First a copy/paste where I put my thoughts on this elsewhere:
In concept it isn't bad. They took traces of accesses for several gaming scenarios to recreate on the test system. Apparently it needs a 30GB test file to work off, so it does kinda represent a porky game install. The headline output is a benchmark score, with detailed output of average transfer rate and access latency.
I'd be curious to see how it performs if it wasn't for one hurdle. This is a paid DLC to the paid 3DMark Advanced, which is probably the version enthusiasts most likely have as it is frequently on sale. While the cost is not huge, the main question is what value does it give? If you have the hardware already, you get a score and... then what? Unlike CPUs and GPUs, there's not really much you can do to overclock or otherwise improve performance of a SSD. Maybe if you're testing software caching strategies? That's a bit of a stretch. Or just checking system performance, but there are other ways to do that.
Also the headline score is an abstract value, and only useful if viewed in context of others. I also have to wonder, how the tests are weighted. For example, one is for recording gameplay via OBS. I do wonder if they would have been better to split scores into several sections, for example, loading time (probably most important generally), install time (mix of read/write and/or copy operations?), and game video capture as another output.
Benchmark wise, how much does it vary with the SSD itself, or does it get impacted by the rest of the system? If you use it to decide what to buy, then the reviewer will buy and use it.
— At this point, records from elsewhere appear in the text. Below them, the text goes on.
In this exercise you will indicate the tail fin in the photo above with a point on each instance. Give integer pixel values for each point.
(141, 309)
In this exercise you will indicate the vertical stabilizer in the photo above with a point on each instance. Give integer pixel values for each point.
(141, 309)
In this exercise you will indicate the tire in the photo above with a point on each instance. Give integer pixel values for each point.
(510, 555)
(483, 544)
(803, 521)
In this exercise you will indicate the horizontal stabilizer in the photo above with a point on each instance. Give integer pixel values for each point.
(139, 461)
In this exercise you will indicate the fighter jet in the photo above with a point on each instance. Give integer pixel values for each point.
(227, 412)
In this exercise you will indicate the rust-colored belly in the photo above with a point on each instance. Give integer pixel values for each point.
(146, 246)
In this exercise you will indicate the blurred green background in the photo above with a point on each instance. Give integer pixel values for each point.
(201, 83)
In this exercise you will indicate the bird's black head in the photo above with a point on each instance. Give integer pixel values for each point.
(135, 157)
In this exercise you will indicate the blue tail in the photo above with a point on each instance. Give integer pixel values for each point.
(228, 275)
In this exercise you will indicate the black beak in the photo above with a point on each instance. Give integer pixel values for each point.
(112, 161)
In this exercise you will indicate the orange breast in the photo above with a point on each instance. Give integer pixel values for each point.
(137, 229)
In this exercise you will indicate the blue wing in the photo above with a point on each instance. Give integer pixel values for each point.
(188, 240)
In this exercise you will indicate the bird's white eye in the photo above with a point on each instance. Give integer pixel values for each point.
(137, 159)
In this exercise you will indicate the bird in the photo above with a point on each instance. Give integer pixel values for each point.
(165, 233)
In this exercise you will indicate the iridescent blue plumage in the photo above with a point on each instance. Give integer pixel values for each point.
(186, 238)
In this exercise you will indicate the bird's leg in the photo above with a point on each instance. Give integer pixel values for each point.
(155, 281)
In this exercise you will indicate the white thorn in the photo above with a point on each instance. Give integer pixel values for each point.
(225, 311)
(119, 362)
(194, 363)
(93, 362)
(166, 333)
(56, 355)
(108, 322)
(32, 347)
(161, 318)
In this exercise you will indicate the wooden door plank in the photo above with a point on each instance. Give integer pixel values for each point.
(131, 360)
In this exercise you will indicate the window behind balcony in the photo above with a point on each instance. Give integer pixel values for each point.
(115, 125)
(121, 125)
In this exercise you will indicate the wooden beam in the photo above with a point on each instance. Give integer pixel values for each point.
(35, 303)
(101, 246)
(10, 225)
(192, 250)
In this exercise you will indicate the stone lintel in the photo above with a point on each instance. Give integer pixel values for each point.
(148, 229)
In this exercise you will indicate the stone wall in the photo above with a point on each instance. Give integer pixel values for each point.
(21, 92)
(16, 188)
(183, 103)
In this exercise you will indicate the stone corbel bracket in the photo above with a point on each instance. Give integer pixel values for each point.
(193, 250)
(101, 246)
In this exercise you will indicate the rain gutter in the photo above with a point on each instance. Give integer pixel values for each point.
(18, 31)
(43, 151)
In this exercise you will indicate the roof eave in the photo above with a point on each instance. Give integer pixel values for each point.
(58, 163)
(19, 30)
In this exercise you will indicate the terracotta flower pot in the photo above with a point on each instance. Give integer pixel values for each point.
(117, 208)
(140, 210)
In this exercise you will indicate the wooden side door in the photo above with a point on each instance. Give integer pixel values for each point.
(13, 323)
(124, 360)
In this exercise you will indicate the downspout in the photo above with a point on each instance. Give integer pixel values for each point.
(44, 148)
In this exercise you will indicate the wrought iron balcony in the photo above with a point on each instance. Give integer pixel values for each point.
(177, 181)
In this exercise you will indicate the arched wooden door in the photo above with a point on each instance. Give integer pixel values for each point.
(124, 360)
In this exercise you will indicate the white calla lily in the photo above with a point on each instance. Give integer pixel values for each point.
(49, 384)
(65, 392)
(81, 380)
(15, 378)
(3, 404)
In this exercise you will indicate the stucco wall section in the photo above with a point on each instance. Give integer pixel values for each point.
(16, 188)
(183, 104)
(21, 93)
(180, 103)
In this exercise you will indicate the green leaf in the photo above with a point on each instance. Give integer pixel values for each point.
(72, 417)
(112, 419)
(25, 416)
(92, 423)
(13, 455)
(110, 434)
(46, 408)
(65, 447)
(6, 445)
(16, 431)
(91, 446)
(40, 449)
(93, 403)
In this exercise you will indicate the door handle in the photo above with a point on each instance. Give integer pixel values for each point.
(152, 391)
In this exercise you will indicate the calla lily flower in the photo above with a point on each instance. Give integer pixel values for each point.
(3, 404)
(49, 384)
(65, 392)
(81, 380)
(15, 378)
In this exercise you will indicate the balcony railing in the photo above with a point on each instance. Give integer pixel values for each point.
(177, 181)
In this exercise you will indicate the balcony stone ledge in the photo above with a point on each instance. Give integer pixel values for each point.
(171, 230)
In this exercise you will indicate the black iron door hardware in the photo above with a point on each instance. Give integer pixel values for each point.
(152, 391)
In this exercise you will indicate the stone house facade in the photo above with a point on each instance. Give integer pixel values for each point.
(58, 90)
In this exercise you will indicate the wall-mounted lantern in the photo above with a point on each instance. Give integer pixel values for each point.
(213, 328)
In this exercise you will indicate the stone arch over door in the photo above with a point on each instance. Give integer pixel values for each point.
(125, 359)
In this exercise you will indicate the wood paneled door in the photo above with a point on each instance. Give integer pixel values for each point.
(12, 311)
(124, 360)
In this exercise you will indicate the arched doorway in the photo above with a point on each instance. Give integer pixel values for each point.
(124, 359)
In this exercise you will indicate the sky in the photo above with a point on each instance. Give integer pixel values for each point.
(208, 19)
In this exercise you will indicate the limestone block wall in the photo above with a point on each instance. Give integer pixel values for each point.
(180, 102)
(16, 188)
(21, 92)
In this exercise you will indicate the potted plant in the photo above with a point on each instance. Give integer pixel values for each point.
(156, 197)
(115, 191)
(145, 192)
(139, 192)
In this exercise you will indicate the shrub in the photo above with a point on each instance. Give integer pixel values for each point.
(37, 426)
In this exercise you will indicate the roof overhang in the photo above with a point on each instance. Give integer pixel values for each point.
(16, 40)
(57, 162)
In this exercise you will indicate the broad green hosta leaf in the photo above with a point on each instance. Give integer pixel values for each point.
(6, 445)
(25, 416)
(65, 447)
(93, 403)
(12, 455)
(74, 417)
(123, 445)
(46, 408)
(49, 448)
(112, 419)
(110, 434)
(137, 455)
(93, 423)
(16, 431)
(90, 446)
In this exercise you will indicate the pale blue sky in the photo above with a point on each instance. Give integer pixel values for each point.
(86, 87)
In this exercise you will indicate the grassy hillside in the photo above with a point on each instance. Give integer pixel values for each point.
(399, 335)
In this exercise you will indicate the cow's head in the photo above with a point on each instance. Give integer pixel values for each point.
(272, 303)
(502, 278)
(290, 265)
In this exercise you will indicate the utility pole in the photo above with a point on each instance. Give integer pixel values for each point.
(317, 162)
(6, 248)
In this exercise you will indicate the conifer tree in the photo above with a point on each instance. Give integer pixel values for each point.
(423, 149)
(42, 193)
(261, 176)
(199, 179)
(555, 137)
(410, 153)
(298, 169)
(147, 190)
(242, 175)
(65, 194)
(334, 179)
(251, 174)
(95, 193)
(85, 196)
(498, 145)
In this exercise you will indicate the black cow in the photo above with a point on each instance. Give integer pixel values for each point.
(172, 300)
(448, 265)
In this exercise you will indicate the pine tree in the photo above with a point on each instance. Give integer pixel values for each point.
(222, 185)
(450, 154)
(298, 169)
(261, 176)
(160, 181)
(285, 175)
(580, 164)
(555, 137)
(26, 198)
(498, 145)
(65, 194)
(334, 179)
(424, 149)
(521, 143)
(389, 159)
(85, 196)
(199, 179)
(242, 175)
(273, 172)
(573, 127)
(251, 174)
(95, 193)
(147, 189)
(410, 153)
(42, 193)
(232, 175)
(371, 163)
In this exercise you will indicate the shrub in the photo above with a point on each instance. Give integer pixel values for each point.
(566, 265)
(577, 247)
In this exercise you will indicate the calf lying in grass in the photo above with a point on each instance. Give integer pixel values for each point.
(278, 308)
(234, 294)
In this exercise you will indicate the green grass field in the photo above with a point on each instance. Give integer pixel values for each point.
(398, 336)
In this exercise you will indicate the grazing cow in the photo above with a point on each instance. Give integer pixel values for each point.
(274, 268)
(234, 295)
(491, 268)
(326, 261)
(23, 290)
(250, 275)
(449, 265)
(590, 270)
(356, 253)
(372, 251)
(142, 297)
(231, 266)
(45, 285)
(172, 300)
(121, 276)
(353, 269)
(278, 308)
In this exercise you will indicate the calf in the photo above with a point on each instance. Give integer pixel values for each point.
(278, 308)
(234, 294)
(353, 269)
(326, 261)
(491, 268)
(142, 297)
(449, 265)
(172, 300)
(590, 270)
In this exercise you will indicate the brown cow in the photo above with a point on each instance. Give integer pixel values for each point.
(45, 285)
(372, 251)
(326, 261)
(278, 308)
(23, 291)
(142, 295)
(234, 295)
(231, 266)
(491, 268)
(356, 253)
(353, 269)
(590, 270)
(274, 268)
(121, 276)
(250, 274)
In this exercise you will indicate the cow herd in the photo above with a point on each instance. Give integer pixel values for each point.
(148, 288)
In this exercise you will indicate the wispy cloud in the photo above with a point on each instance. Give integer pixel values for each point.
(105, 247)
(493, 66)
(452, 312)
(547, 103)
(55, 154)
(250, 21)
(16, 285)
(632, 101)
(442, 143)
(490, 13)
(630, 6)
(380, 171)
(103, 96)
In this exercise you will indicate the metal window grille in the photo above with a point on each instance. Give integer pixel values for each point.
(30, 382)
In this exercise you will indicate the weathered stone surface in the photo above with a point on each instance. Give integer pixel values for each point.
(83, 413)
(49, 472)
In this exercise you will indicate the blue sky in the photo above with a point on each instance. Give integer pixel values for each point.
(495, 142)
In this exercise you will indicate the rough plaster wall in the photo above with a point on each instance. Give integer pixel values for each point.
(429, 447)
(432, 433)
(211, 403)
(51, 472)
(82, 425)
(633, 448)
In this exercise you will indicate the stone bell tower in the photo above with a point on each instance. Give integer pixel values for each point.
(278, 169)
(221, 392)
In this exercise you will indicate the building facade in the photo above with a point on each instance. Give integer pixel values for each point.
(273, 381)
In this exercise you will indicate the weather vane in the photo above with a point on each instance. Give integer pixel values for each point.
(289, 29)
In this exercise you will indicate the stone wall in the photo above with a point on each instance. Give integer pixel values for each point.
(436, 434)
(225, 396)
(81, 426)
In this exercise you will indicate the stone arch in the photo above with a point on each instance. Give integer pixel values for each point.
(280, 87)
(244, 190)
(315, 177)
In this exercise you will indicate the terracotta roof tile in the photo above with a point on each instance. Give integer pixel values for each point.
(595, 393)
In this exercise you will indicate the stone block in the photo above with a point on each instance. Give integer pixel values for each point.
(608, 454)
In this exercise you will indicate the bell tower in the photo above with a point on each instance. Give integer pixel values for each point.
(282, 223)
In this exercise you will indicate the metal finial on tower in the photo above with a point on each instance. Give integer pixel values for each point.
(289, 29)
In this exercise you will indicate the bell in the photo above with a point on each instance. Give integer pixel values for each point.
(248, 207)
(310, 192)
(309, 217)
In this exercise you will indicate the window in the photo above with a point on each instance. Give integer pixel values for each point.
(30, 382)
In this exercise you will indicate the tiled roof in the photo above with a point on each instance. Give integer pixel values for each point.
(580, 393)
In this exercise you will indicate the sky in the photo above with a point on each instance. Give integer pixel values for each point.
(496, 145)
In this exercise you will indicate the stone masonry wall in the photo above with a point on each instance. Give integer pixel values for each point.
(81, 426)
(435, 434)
I think this opens more questions than it answers. Think I'll stick to CrystalDiskMark as at least it is clear what the outputs are of that.
Some additional thoughts since then:
I have since looked at the technical description given for the bench, which partially answers the "what" but is still unconvincing in its relevancy.
I have seen some others have run it and report not a lot of disk activity going on, and getting low average transfer rates. Far lower than what the drives are capable of. This might be realistic in the sense that games may still be coded in a way that benefits HD owners, at the cost of SSD owners. I don't know how true that is today. For a slow storage device, CPU performance impact cost is lower than storage performance impact cost. For faster storage like a SSD, the CPU quickly becomes the limiting factor. The traces that were taken and used in the bench would probably have such limitations baked in. Then it is no longer that much of a SSD test. Well, a fast SSD might still perform better than a slower SSD or even HD, but we kinda already know that already. Does this bench rank SSDs in a gaming usage case better than other test tools?
I think that it isn't free to the masses will kill it off from much usage.